The United Nations on Thursday adopted an Israeli resolution that condemns denial and distortion of the Holocaust, the Nazi genocide that killed nearly six million Jews and millions of others.
Adoption of the resolution by the 193-member General Assembly, co-sponsored by Germany and supported by the United States and Russia among many others, took place against the backdrop of rising antisemitism globally, punctuated by an attack on a Texas synagogue less than a week ago.
Israel and other sponsors called the resolution necessary because of the profusion of misinformation and ignorance about the Holocaust and events surrounding it, especially among the young.
The General Assembly adopted the resolution by consensus — meaning it was approved without a country-by-country vote. Only Iran, Israel’s most ardent adversary, objected.
The resolution’s passage amounted to an unusual, albeit symbolic, diplomatic victory for Israel at the United Nations, where the narrative is often perceived by Israelis to be biased in favor of Palestinians’ aspirations for their own state.
Diplomats said it was only the second time since Israel’s founding that the General Assembly had adopted an Israeli-backed resolution. The first was in 2005, when a resolution on establishing International Holocaust Remembrance Day was approved. That day, Jan. 27, commemorates the liberation of the Auschwitz concentration camp by Soviet soldiers in the final days of World War II.
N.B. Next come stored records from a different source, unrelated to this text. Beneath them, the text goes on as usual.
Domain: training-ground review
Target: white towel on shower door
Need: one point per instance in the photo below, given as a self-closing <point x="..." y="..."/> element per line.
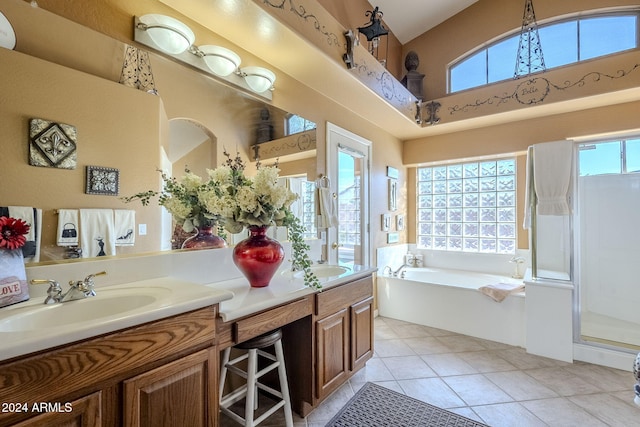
<point x="97" y="232"/>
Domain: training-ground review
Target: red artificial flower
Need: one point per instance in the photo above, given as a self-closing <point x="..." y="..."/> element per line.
<point x="12" y="231"/>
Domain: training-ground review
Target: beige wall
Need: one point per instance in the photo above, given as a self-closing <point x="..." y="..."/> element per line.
<point x="481" y="22"/>
<point x="116" y="127"/>
<point x="351" y="14"/>
<point x="182" y="95"/>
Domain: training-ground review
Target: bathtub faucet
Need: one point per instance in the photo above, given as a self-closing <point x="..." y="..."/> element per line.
<point x="399" y="271"/>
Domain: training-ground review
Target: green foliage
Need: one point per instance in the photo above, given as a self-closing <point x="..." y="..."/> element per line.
<point x="301" y="260"/>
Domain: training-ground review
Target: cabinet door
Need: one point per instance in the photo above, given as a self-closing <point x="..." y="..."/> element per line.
<point x="361" y="333"/>
<point x="333" y="352"/>
<point x="181" y="393"/>
<point x="84" y="412"/>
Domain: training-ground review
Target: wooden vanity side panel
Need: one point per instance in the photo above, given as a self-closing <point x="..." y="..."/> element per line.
<point x="94" y="364"/>
<point x="361" y="333"/>
<point x="334" y="299"/>
<point x="181" y="393"/>
<point x="274" y="318"/>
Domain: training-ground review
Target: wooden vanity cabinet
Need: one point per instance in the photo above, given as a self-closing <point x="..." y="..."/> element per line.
<point x="344" y="333"/>
<point x="163" y="373"/>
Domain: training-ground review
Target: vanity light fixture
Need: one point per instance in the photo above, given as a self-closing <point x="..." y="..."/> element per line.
<point x="220" y="60"/>
<point x="175" y="39"/>
<point x="259" y="79"/>
<point x="170" y="35"/>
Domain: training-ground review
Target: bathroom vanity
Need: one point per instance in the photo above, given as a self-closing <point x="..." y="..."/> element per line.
<point x="158" y="364"/>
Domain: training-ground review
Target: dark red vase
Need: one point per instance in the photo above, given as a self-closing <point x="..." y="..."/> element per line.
<point x="258" y="257"/>
<point x="204" y="239"/>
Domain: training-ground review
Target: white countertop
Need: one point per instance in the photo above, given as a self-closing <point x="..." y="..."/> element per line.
<point x="282" y="289"/>
<point x="169" y="296"/>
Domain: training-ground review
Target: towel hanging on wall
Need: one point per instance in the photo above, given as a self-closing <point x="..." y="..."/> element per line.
<point x="125" y="223"/>
<point x="31" y="249"/>
<point x="97" y="232"/>
<point x="552" y="175"/>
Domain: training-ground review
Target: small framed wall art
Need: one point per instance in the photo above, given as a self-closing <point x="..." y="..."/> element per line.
<point x="393" y="194"/>
<point x="103" y="181"/>
<point x="385" y="222"/>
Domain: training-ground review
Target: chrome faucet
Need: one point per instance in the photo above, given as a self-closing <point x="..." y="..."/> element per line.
<point x="80" y="289"/>
<point x="399" y="271"/>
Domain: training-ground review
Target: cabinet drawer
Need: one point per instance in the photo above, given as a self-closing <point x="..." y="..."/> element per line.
<point x="332" y="300"/>
<point x="271" y="319"/>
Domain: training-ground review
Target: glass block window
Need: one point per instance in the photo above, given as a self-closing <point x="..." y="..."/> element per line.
<point x="609" y="157"/>
<point x="468" y="207"/>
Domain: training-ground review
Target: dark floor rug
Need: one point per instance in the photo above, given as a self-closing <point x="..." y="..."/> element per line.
<point x="378" y="406"/>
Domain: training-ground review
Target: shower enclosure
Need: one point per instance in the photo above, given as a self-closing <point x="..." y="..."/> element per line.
<point x="607" y="242"/>
<point x="596" y="249"/>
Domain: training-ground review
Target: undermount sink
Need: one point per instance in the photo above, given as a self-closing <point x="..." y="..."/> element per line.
<point x="321" y="271"/>
<point x="105" y="304"/>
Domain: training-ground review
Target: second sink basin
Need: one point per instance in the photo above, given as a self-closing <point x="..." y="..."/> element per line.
<point x="105" y="304"/>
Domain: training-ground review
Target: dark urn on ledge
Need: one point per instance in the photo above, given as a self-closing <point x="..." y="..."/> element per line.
<point x="413" y="80"/>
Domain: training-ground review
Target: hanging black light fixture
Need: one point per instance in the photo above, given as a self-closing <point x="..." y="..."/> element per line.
<point x="373" y="31"/>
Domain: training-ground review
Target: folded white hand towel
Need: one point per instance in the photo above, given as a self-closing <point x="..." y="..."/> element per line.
<point x="68" y="227"/>
<point x="500" y="291"/>
<point x="97" y="232"/>
<point x="33" y="217"/>
<point x="125" y="224"/>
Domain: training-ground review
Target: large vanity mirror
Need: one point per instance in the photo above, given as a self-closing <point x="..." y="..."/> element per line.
<point x="188" y="124"/>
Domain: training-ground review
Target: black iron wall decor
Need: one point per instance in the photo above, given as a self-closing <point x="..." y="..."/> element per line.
<point x="103" y="181"/>
<point x="136" y="70"/>
<point x="530" y="58"/>
<point x="373" y="31"/>
<point x="413" y="80"/>
<point x="52" y="144"/>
The vote on Thursday had been scheduled to coincide with the 80th anniversary of the Wannsee Conference, the 1942 lakeside gathering where high-ranking Nazi leaders devised what they called the “Final Solution of the Jewish Question,” a plan to exterminate Jews. A third of the world’s Jewish population, including 1.5 million children, would die under their organized policy of gassing, shooting and slave labor in Auschwitz and at other concentration camps established by Hitler’s Nazi regime.
Gilad Erdan, Israel’s ambassador to the United Nations and a grandson of Holocaust victims, said in formally introducing the resolution that although the atrocities had been highly documented, “we now live in an era in which fiction is now becoming fact and the Holocaust is becoming a distant memory.”
Mr. Erdan said only about half of the world’s population had even heard of the Holocaust, and that some believe the events were a “complete myth.”
Amplified by social media, Mr. Erdan said, “Holocaust denial has spread like a cancer — it has spread under our watch,” which had made the General Assembly resolution necessary.
The resolution reaffirms that the Holocaust “will forever be a warning to all people of the dangers of hatred, bigotry, racism and prejudice.”
It expresses concern about “the growing prevalence of Holocaust denial or distortion through the use of information and communications technologies,” and urges all U.N. members to “reject without any reservation any denial or distortion of the Holocaust as a historical event, either in full or in part, or any activities to this end.”
The resolution also commends countries that have “actively engaged in preserving those sites that served as Nazi death camps, concentration camps, forced labor camps, killing sites and prisons during the Holocaust, as well as similar places operated by Nazi-allied regimes, their accomplices or auxiliaries.”
It also urges all U.N. members “to develop educational programs that will inculcate future generations with the lessons of the Holocaust in order to help to prevent future acts of genocide” and urges “social media companies to take active measures to combat antisemitism and Holocaust denial or distortion.”
The United Nations already undertakes a number of educational efforts to combat antisemitism and Holocaust denial, largely through the work of UNESCO — the U.N. Educational, Scientific and Cultural Organization. Last year, for example, UNESCO and the World Jewish Congress signed an agreement with Facebook directing users searching for Holocaust terms to an information website they created, aboutholocaust.org.
Eliot Minchenberg, director of the UNESCO office in New York, said a similar agreement could soon be signed with TikTok.
He also said the new U.N. resolution would “definitely give us more support, and maybe leverage, when it comes to engaging member states” in the effort to educate people about the Holocaust, noting that in many countries, its history is not taught in schools.
“We shouldn’t be surprised if kids don’t know,” he said.